Dr Thomas Grisaffi suggests that in combining archaeology and anthropology we gain "deep-time perspective on human development."

Together, archaeology and anthropology examine humanity from our evolutionary origins to the crowded 21st century. They unravel complexities of past and present, how we evolved and why we developed such differences and commonalities. Thomas points to the intriguing connectivity of anthropology and how exploring humanity's present draws us inescapably into its past.

"Anthropologists study human societies in all places in the world, from global cities to nomadic camps. However – and this is key – anthropologists are always interested in what societies and individuals have in common. Because, despite the incredible cultural diversity of today's world, all human beings share the same evolutionary history, and all human infants demonstrate the same cognitive and social capacities."

Combining archaeology and anthropology

As an anthropologist, Thomas explores questions at the core of humanity that can shed light on our present, while complementing our study of the past.

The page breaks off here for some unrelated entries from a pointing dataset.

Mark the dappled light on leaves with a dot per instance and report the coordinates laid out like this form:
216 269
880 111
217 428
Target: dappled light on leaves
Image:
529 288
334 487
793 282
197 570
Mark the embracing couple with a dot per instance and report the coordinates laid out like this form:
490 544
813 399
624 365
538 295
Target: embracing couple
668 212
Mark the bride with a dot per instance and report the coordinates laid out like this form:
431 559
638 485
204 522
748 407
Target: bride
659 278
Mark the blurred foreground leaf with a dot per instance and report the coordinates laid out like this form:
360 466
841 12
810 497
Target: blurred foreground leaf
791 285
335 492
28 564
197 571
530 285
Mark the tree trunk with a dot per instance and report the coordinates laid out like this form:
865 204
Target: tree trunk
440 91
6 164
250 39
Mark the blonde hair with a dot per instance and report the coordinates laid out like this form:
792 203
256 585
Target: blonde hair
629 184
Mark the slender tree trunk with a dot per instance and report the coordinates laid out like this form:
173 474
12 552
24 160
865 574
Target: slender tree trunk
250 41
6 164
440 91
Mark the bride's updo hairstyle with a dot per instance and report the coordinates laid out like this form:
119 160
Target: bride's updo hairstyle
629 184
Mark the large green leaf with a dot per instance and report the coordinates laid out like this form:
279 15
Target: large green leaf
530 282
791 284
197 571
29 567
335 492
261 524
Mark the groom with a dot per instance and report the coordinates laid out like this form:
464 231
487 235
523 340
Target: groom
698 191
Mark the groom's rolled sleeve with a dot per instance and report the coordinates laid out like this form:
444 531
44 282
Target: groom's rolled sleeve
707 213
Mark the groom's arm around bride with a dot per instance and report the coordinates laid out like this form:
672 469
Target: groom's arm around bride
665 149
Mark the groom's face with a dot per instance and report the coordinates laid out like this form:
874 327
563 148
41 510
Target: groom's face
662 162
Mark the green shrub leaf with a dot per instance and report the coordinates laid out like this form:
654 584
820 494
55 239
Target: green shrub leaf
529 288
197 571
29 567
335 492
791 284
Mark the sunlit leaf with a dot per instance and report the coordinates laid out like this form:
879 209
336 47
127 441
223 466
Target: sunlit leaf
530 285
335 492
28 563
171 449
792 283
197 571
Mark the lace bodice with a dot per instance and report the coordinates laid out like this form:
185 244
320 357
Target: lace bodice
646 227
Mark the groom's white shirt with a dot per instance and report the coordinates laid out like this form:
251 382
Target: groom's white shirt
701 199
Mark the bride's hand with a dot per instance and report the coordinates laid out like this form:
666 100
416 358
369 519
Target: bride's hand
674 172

"Anthropology is cross-cultural and de-centring, so it brings a different perspective. We study areas like politics, kinship and exchange, where the context denationalises and draws attention to the fact that everything, however complex and different across the world's societies, is social construct."

Having completed a PhD in anthropology and taught at the London School of Economics, Thomas travelled through Peru and Bolivia, conducting research on drugs and democracy. His three years of embedded ethnographic fieldwork with coca union leaders, peasant farmers, drug traffickers and politicians gave him an exceptional insight that illuminates the connections between archaeology and anthropology.

"While anthropology studies contemporary cultures, the knowledge that students of the BA Archaeology and Anthropology gain is indispensable in making sense of their studies of the material culture of the past. By adopting a global, cross-cultural perspective, anthropology is able to engage with the big questions that concern us all: what it means to be human and to live in society."

Thomas's students analyse real-life case studies, discuss his ongoing projects and engage with the most current research and debates in social anthropology:

"My academic research has been concerned with indigenous social movements, democracy, and the cocaine trade in Bolivia, one of the world's largest coca-producing nations. Much of the crop is processed into cocaine, which enters the international drug trade through illicit and often very dangerous flows."

Thomas's book 'Coca Yes, Cocaine No: How Bolivia's Coca Growers Reshaped Democracy' is published by Duke University Press. His research has had impact. The New York Times cited his work in an editorial on global drug policy (How Bolivia Fights the Drugs Scourge), and he has presented his research to policy makers, including at the UN Commission on Narcotic Drugs. Thomas is starting a new project on drug trafficking in Peru, Bolivia and Brazil.

Thomas's breadth of research and personal connections feeds into his teaching, while also providing an intuitive fit with archaeology. Linking the two offers a profound understanding of human development, allowing students to interpret material culture from different epochs, generating that deep-time human perspective.